Mont-Blanc

Escalader le rêve

Jour 1, l’approche

7h45, téléphérique de Bellevue, les Houches (993 m)

Malgré une nuit de sommeil torturé, comme souvent à la veille de tout grand événement, c’est avec la joie et l’impatience d’enfants gatés le jour de Noël que nous retrouvons notre guide Jean-Claude Gilles sur le parking du téléphérique de Bellevue aux Houches. Un dernier point sur l’équipement pour vérifier qu’il n’y est rien en trop et c’est bon. Nous prenons la première benne qui nous dépose à 1800 m, sur le plateau de Bellevue.

Normalement, la voie normale de l’ascension du Mont-Blanc débute depuis Nid d’Aigle à 2372 m, mais la fermeture du tramway du Mont-Blanc juste deux jours avant notre expédition nous a fait un joli « cadeau » de 600 m de dénivelé supplémentaire. Bonus ! Plus long, certes, mais regardons la moitié pleine du verre : partir de plus bas nous permettra d’évoluer progressivement en altitude et de profiter ainsi d’une meilleure acclimatation.

8h35, plateau de Bellevue (1800 m)

La marche commence posément. Nous aurons 2000 m de dénivelé positif et environ 8 km à faire dans la journée, il faudra pas se précipiter. Jean-Claude gère le rythme avec la précision d’un métronome paisible, afin de bien doser nos efforts. D’ailleurs, ce sera pour lui la troisième ascension du Mont-Blanc en quatre jours consécutifs, ce qui laisse peu de doutes sur sa capacité à économiser l’énergie…

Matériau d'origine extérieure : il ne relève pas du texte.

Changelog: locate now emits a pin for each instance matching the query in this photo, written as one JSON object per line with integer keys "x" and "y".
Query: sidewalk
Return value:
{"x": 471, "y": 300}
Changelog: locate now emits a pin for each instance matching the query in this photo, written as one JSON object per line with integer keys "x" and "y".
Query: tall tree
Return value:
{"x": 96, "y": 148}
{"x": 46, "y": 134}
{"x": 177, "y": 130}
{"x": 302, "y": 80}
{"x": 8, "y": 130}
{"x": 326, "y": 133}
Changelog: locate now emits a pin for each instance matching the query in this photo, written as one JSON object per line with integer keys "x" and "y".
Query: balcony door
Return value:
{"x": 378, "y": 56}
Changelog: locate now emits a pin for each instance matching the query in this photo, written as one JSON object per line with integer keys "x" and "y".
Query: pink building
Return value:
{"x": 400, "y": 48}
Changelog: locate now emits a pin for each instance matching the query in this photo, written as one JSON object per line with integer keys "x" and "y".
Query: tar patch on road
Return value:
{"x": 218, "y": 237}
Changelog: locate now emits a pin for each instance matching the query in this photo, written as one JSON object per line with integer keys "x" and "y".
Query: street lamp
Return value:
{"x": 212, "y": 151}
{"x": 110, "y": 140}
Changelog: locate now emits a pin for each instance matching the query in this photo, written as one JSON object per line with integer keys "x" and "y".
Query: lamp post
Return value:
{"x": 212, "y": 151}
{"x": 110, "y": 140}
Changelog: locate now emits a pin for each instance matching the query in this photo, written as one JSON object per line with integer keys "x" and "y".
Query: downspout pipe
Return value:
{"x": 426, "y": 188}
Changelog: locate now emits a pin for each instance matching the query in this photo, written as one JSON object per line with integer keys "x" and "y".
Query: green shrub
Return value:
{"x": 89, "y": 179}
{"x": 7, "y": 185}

Couvert de boue et d’herbes, le sentier qui part du plateau de Bellevue rejoint vite le chemin de fer qui mène à Nid d’Aigle. Nous laissons derrière nous la vallée de Chamonix et nous marchons patiemment sur les pierres taillées qui bordent les rails pour quelques kilomètres.

9h30, Nid d’Aigle (2372 m)

Après un temps infini imposé par la monotonie des traverses de la voie ferrée qui nous emmènent à Nid d’Aigle, nous ne prenons même pas la peine de nous arrêter. Corseté entre le versant de l’Aiguille de Bionnassay 4052 m et les Rognes, le nid d’aigle ressemble plutôt à un fond de vallée.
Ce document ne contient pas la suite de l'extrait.